Cultural values shift when an agrarian economy develops into an industrial economy
Inglehart and Baker (2000) argue that cultural values shift from ‘traditional’ to ‘secular’ when an agrarian economy develops into an industrial one. Traditional values that are commonly found in pre-industrial societies include relatively low levels of tolerance for abortion, divorce and homosexuality, tend to emphasize male dominance in economic and political life, a deference to parental authority, and the importance of family life. They are relatively authoritarian and religion plays an important role.
Secular-rational values have the opposite preferences to the traditional values. These societies place less emphasis on religion, traditional family values and authority.

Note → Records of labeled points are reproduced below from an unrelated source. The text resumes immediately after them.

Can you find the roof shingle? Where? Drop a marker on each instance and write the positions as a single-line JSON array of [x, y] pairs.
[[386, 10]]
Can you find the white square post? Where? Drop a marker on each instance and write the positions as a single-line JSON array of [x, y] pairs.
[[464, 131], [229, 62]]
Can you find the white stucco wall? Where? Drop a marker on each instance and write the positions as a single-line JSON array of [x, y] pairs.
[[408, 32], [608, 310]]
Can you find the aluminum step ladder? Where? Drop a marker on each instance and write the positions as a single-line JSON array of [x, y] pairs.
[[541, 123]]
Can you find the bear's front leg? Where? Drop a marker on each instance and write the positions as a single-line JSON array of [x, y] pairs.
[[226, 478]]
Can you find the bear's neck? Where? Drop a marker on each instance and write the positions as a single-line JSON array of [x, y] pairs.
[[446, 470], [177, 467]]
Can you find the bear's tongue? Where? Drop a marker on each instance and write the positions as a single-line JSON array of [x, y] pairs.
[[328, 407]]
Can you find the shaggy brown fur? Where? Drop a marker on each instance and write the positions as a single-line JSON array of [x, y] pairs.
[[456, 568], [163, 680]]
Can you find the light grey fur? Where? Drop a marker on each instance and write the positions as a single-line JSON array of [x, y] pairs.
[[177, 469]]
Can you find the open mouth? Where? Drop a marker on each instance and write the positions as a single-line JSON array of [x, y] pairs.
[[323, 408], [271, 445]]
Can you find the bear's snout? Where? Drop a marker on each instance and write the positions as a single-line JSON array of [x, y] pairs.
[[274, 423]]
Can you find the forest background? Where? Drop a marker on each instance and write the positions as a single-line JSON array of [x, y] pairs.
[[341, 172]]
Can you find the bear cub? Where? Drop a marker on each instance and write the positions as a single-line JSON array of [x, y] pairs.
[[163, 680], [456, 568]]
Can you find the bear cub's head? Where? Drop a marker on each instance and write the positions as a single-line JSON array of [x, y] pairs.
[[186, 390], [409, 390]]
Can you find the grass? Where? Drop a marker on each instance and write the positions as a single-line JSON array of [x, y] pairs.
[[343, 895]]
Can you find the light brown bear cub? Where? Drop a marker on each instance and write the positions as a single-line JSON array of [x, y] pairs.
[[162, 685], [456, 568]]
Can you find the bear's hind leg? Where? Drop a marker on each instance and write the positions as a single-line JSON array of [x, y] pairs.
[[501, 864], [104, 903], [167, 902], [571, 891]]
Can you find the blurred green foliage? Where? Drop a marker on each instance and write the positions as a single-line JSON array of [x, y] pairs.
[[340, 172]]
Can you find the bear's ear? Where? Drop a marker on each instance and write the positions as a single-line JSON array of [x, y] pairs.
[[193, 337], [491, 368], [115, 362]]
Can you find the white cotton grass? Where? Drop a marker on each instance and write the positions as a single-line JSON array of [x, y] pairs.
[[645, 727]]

Divorce and abortion are seen as relatively acceptable.
Cultural values shift when an industrial economy develops into an post-industrial service economy
As an economy develops further, becoming more post-industrial, cultural values shift further from survival to self-expression and embrace general trust, tolerance, subjective well-being, and political activism. Survival values place emphasis on economic and physical security.
Although economic development triggers these shifts in norms and values, the nature of the actual cultural changes is dependent on a country’s broad cultural heritage (e.g. Protestantism, Catholicism and Communism).
Discovery of the 5th and 6th Hofstede dimension
Minkov (2007 cited in: Minkov and Hofstede 2011) investigated the database of the World Values Survey and his findings related to the more recent 5th dimension ‘long-term orientation’ led Hofstede to redefine the concept. In societies with a long-term orientation, people believe that truth depends very much on situation, context and time. They show an ability to adapt traditions to changed conditions, a strong propensity to save and invest, thriftiness, and perseverance in achieving results. In contrast, societies with a short-term orientation show a focus on the near future, emphasize quick results and respect for tradition.
Minkov also found strong evidence for an additional dimension named ‘indulgence versus restraint’ which Hofstede later added in his model as a sixth dimension. Indulgence stands for a society that allows relatively free gratification of basic and natural human drives related to enjoying life and having fun. Restraint stands for a society that suppresses gratification of needs and regulates it by means of strict social norms.